"Food is not only agriculture - it is about human right"
From Kandy, Sri Lanka, the 3rd Nyéléni Global Forum for Food Sovereignty brought together more than 700 participants from around the world. In this interview, Jonathan Peuch of FIAN Belgium explains how land grabbing, speculation, and unfair food prices in Belgium are inseparably linked to global markets — and why anchoring these fights in the right to food is essential to building just and sustainable food systems.
Humans rights as a systemic approach
In this short interview, Jonathan Peuch, Advocacy Officer and Policy Coordinator at FIAN Belgium, shares his impressions of the 3rd Nyéléni Global Forum for Food Sovereignty, held in Kandy, Sri Lanka, in September 2025.
Jonathan explains why FIAN Belgium’s struggles are deeply connected to global food systems, from land grabbing and speculation in Belgium to the structural dependence on imports and exports through the Port of Antwerp. He also highlights two urgent challenges at home: young farmers’ lack of access to land and the difficulty of ensuring fair prices for healthy, sustainable food.
He insists on the importance of framing these struggles within a human rights approach— particularly the right to food — to hold governments accountable and to empower people to feed themselves with dignity.
The Nyéléni Global Forum for Food Sovereignty
The Nyéléni Global Forum for Food Sovereignty is the world’s largest gathering dedicated to transforming food systems.
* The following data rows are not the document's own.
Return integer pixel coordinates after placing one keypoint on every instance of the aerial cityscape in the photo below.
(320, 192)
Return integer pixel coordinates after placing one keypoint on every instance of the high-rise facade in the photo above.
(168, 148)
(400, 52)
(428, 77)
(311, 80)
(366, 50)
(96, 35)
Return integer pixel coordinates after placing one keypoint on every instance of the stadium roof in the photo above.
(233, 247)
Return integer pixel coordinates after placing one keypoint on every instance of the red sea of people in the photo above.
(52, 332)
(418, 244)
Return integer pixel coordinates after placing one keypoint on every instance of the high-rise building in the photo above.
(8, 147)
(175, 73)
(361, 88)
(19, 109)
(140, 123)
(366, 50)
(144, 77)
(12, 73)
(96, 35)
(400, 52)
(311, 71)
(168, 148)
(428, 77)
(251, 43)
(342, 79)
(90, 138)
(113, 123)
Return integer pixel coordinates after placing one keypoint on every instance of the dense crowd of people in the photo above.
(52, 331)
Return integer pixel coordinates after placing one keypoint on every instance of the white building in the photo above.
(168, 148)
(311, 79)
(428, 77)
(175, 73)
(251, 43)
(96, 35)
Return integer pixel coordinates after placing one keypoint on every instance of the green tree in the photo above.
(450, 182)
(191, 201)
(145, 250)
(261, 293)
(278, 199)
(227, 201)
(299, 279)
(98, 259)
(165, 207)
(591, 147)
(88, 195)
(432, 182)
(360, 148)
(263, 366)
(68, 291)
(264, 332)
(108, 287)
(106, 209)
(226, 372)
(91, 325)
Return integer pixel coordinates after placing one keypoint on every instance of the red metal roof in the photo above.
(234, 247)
In September 2025, over 700 participants – peasants, fishers, artisans, researchers, activists, interpreters, and eaters – convened in Kandy, Sri Lanka, for this third global edition.
Building on the landmark forums of Mali (2007) and Mali (2015), this year’s gathering focused on convergence: uniting struggles around agroecology, social and climate justice, indigenous rights, feminism, and economic alternatives.
For FIAN, the key objective was to bring the human rights perspective into these debates, reinforcing that the right to food is not just an agricultural or economic issue, but a fundamental right of peoples everywhere.
Beyond debates, the forum served as a space of resistance and solidarity, confronting the global debt crisis, land privatization, and the commodification of natural resources, while amplifying grassroots alternatives for food sovereignty.